Oxford for Europe
 Brexit myth meets harsh reality
​by Peter Burke, Chair, Oxford for Europe.

Swindon is in mourning. I have worked there many times as a GP over the past few months. Many of the patients I looked after told me with pride about how their livelihoods were enmeshed with the Honda plant. Not only that, but so were the livelihoods of their children or parents. Far more people in the town rely on Honda than the 3,500 directly employed.
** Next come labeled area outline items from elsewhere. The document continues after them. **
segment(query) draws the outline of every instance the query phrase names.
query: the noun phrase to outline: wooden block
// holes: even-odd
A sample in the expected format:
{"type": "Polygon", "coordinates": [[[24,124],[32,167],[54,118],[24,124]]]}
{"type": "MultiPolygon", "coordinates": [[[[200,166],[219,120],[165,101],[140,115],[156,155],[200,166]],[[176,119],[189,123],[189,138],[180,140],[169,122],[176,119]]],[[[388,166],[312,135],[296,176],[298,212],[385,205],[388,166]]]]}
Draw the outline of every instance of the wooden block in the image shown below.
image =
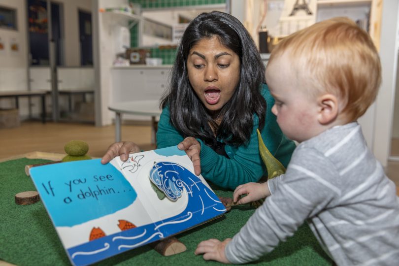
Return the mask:
{"type": "Polygon", "coordinates": [[[171,256],[184,252],[187,248],[174,236],[152,243],[153,248],[162,256],[171,256]]]}
{"type": "Polygon", "coordinates": [[[18,205],[29,205],[40,200],[37,191],[25,191],[15,194],[15,203],[18,205]]]}
{"type": "Polygon", "coordinates": [[[25,173],[28,176],[31,176],[31,168],[33,167],[40,166],[45,166],[47,165],[52,165],[53,164],[58,164],[62,163],[62,161],[57,161],[56,162],[49,162],[48,163],[42,163],[41,164],[37,164],[36,165],[28,165],[25,166],[25,173]]]}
Over the past 30 years Honda has become the lifeblood of Swindon. It is emblematic of how for many multinational companies Britain has become a launchpad to sell their products in the European Union. Britain has the unusual privilege, shared only with Ireland, of being an English-speaking country within the EU. For the people of Swindon, as for the people of Sunderland and Oxford, that has been an unplanned bonus. Now suddenly, without the people of Swindon having made one wrong move, this is being taken away. I wonder how many employees of the Honda car plant who voted leave now feel confused and betrayed.
 
Yes of course the management of Honda told us, as prompted by HMG, that Brexit is not the only reason for deciding to disinvest. Of course they say it is down to the advent of electric cars, to concentration of manufacturing within Japan, to the changing marketplace, to the fact that the car plant has been under-utilised by 50%. However, the evidence is otherwise. The decision comes within a few weeks of the Japanese / EU trade deal, celebrated without a trace of irony by Liam Fox. And Liam Fox knew, as he celebrated, that Britain would never ever, if his plans became reality, have a chance to benefit from that deal. On the contrary. Why would Honda manufacture in Britain, with the likelihood of losing frictionless trade with Europe and the additional risk of having to pay tariffs, when it can import directly from Japan tariff-free?. Suddenly 10% of the UK’s car manufacturing capacity is gone. The question for us in Oxford is this: how long before BMW looks 30 miles down the road and feels the same cold wind? Let us show solidarity with our friends in Swindon For Europe
 
 
Some of the snake oil salesman on the Brexit side of the argument will tell us “good riddance, this will be a chance to re-establish British motor manufacturing”. Yes indeed, that is the world they inhabit: let us go back to manufacturing Hillman Imps and Morris Minors and exporting them to our new best friends, the Faroe Islands. Tell that to the people of Swindon.
 
 
This is only a tiny microcosm of what is going on around us in the UK of 2019. Not Project Fear, but the terrifying reality of an unhinged Brexit. And please bear in mind all this is happening even before the country has slid into the catastrophe of a no Deal. It is made inevitable even by the logic of Mrs May’s much vaunted Withdrawal Agreement, a blind Brexit which provides manufacturing with no long-term security, and the services sector with even less. Theresa May‘s version of Brexit is infinitely worse than what we have now, as even Boris Johnson agrees. However Boris Johnson’s Brexit is 1000 times worse again. Therefore we must fight with every fibre of our being to maintain the best deal there is, the one we have at the moment. We need to come out and demonstrate what we believe in. We have plenty of opportunities between now and Brexit day to tell our MPs what we think. On March 23 we need to come out in force on the streets of London and show that the Will Of The People really does matter and that any government misinterprets it at its peril. Details here.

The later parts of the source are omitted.